- Citizenship: New Zealand
- Education: University of Auckland (BSc, PhD)
- Known for: Research on underwater soundscapes and their influence on marine organisms
- Awards: Rutherford Discovery Fellowship (2019)
- Scientific career
- Fields: Marine science; underwater acoustics
- Workplaces: University of Waikato, NOAA, Woods Hole Oceanographic Institution
- Thesis: (2011)

= Jenni Stanley =

New Zealand marine bio-acoustician

Jenni A. Stanley is a New Zealand marine scientist and bio-acoustician who investigates how natural and human-made sounds shape marine ecosystems. She is a senior lecturer in marine science and aquaculture at the University of Waikato, where her work focuses on measuring and interpreting underwater soundscapes and their ecological significance.

==Education==
Stanley grew up at Piha on Auckland’s west coast and earned a BSc in biological science (marine science) at the University of Auckland. She began a master’s project at the university’s Leigh Marine Laboratory that was upgraded to a PhD, which she completed in 2011.

==Career==
After her doctorate, Stanley spent two years as a research fellow at the University of Auckland’s Institute of Marine Science before moving to the United States in 2015. She worked as a research scientist with NOAA’s Northeast Fisheries Science Center and Stellwagen Bank National Marine Sanctuary, and later as a research associate at the Woods Hole Oceanographic Institution.

In 2019 she returned to New Zealand after winning a five-year Rutherford Discovery Fellowship to investigate "What does protection sound like? A modern approach to understanding New Zealand’s underwater soundscapes and acoustic pressures", establishing a research programme that combines autonomous acoustic recorders, visual surveys and machine-learning tools.

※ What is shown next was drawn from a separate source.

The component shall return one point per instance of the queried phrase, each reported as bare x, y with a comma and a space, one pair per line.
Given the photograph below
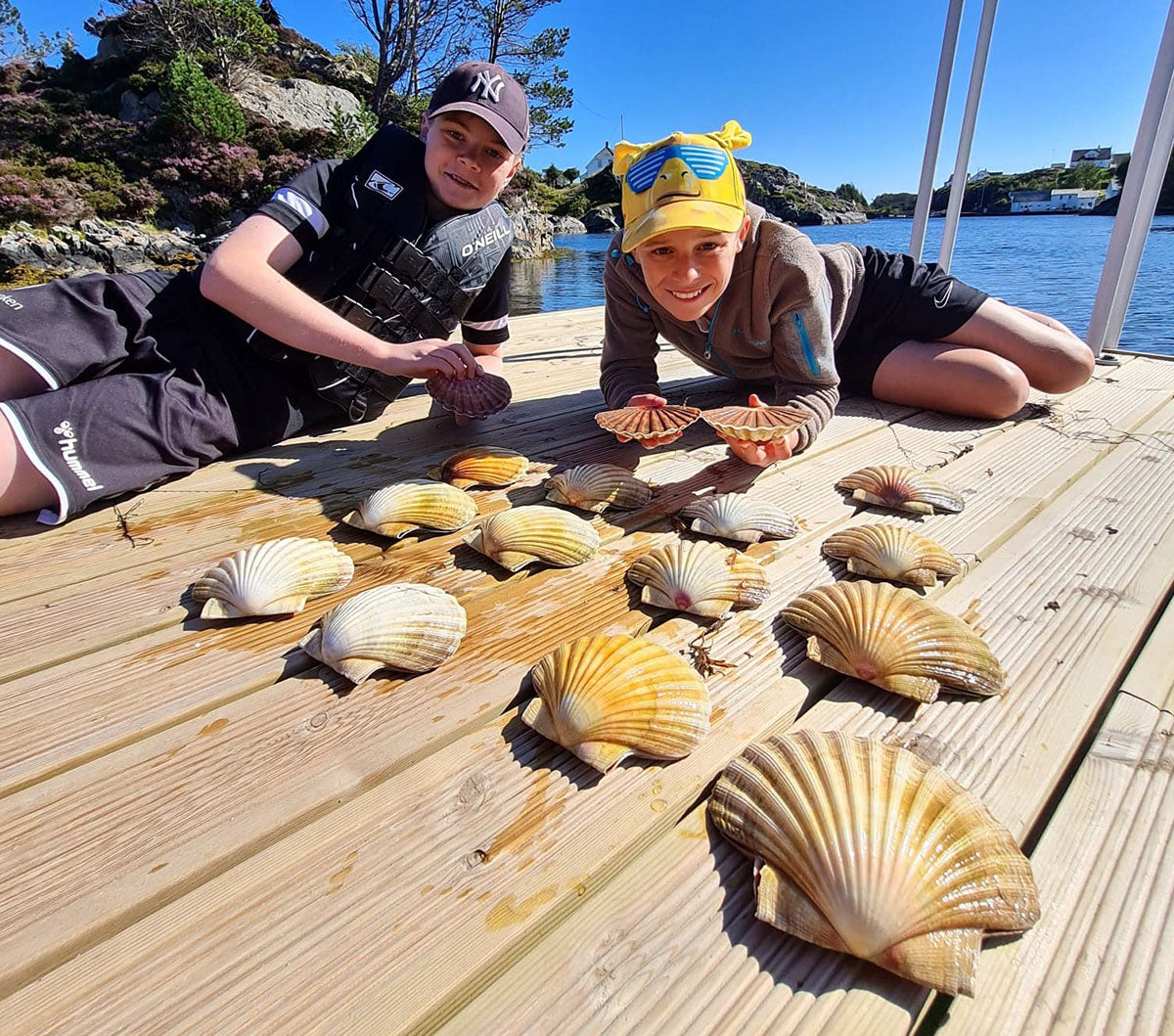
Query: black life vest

Stanley now leads projects on coastal soundscapes around New Zealand and serves on international panels developing global bioacoustic data resources, including the Global Library of Underwater Biological Sounds (GLUBS).

==Awards==
- Rutherford Discovery Fellowship, Royal Society Te Apārangi (2019)

==Selected works==
- Stanley J.A., Van Parijs S.M. & Hatch L.T. (2017). “Underwater sound from vessel traffic reduces the effective communication range in Atlantic cod and haddock.” Scientific Reports 7: 14633.
- Stanley J.A. et al. (2022). “Sounding the Call for a Global Library of Underwater Biological Sounds.” Frontiers in Ecology and Evolution 10: 810156.
- Stanley J.A. et al. (2021). “Monitoring spatial and temporal underwater soundscape features within four U.S. National Marine Sanctuaries.” NOAA Technical Report.